Onların hepsi de benim ciğerimin bir parçası. Adana Saimbeyli’deki Ali
Çakar neyse, Urfa Birecik’teki Ali Korkmaz ondan farklı mı? O da benim
yüreğim! İnsanın yüreğini ikiye bölmek kolay mı? Yürek kanar be, yürek
bölünür mü? İşte ondan dayanamıyorum!
Ben Saimbeyli’deki Ali’ye ne
demişsem Urfa’daki Ali’ye de aynı şeyi söyledim! Urfa’daki Ali’m her
bayram beni arar, ellerimden öper… Bir Ali’mi ki, hepsi arar… Allah
şahidimdir ki, dün Ali’min tabutu başındayken yine Urfa’dan telefonla
arandım. Benim acım onların da yüreğini yakıyordu! Yeter artık! Diyorum
ya, bir öğretmen olarak yeter! Yeter! Yeter! Ali’ler ölmesin!
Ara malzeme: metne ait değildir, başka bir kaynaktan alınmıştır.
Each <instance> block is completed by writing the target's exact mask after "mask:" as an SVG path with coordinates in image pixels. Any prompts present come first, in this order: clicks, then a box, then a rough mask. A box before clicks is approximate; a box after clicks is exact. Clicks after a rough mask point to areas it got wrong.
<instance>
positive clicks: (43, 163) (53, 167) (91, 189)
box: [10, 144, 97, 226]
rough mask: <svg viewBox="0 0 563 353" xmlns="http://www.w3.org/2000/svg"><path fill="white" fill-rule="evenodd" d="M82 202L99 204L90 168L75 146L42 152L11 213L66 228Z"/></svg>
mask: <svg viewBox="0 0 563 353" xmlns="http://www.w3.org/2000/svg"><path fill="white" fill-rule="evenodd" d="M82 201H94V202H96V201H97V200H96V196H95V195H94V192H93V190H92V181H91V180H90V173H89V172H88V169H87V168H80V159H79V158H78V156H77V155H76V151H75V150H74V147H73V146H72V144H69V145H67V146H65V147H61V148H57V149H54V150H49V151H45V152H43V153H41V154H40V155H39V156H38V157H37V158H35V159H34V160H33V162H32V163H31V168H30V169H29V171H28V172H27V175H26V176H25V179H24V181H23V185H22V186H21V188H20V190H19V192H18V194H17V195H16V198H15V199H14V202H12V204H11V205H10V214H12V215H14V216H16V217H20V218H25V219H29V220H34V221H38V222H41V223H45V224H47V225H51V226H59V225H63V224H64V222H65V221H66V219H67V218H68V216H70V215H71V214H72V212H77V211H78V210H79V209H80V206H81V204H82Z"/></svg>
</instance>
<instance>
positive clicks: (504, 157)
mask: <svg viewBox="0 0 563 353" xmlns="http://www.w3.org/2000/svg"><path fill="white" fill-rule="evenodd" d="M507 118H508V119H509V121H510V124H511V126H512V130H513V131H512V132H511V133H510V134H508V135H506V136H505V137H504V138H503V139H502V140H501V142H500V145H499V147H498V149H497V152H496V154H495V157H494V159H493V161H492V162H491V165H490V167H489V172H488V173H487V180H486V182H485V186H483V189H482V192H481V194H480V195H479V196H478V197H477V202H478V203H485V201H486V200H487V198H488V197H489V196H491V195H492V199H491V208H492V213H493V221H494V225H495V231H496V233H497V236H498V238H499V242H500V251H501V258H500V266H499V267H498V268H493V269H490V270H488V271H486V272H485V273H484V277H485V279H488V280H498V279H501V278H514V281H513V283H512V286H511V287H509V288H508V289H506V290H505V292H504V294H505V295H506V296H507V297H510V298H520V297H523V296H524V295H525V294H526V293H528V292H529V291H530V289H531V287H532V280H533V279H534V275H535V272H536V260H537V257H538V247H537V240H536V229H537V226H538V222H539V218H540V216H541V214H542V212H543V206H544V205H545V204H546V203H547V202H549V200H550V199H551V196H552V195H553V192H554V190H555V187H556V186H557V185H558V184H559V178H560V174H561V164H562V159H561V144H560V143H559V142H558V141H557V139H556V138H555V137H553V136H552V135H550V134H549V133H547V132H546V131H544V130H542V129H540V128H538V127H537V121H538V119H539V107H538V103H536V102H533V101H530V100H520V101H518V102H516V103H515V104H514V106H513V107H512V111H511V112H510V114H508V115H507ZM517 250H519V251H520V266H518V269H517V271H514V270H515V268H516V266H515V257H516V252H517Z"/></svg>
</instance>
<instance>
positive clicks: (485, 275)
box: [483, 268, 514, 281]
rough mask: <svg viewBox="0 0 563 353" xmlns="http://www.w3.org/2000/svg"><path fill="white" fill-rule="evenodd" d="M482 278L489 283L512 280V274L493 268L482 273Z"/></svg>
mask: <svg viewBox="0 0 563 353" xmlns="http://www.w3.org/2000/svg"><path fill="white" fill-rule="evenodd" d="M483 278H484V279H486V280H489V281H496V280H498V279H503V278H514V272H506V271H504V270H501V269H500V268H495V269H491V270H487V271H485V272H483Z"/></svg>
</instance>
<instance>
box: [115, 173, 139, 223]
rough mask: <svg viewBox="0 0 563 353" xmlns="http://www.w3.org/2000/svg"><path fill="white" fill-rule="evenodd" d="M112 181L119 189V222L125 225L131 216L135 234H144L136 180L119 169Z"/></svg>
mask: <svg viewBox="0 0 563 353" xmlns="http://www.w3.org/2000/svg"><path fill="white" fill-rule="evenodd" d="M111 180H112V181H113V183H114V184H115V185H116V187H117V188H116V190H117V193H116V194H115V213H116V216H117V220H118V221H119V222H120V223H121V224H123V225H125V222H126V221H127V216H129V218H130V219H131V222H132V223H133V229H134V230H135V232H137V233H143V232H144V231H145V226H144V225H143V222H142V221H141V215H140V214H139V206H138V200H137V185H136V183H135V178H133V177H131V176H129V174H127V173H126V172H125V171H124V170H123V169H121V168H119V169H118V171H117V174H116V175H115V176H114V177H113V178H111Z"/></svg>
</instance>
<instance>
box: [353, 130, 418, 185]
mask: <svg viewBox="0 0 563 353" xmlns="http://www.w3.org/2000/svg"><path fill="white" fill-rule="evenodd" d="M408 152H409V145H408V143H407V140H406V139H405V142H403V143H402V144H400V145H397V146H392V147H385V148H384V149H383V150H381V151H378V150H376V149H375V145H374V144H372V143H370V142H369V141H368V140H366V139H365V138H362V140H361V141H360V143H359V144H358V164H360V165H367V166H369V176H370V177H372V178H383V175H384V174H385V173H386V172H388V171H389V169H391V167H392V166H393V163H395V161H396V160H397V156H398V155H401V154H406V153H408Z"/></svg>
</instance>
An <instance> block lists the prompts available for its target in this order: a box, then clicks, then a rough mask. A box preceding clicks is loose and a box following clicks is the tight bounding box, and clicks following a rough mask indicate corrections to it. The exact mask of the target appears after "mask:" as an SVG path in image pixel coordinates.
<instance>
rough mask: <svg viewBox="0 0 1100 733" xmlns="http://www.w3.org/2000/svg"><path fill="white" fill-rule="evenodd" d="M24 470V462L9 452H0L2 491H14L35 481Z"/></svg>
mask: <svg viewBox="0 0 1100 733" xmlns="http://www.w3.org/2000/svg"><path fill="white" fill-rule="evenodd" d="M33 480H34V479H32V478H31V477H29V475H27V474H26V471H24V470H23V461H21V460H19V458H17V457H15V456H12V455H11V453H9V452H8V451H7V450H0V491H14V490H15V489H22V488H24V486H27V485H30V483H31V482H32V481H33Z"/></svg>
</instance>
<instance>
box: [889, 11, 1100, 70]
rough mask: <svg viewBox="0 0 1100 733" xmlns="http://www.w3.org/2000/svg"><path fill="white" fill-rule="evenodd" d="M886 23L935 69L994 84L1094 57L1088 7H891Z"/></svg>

Bitirin
şu kardeş kavgası. Temizleyin içimizdeki mikropları…
Dedim ya, Ali
küçük yaşta elimizde büyüdü. Onun yaramazlıklarını da gördük, uslu bir
çocuk olduğunu da… Şimdi ne yazsam hep yalan olur. Onun hakkındaki hükmü
rabbim verdi. O mertebelerin en büyüğüne, şehitlik makamına oturdu.
Ondan geriye bize bir hoş seda kaldı. Bir de Ali’nin bana sosyal medyada
özel mesaj olarak yazdıkları… Ben de onu sizlerle paylaşıyorum.
Mekânın cennet olsun yiğidim. Sen rahat ol. Biz yüreğimizi toprağa gömdük. Adına “Şehit Ali” dedik!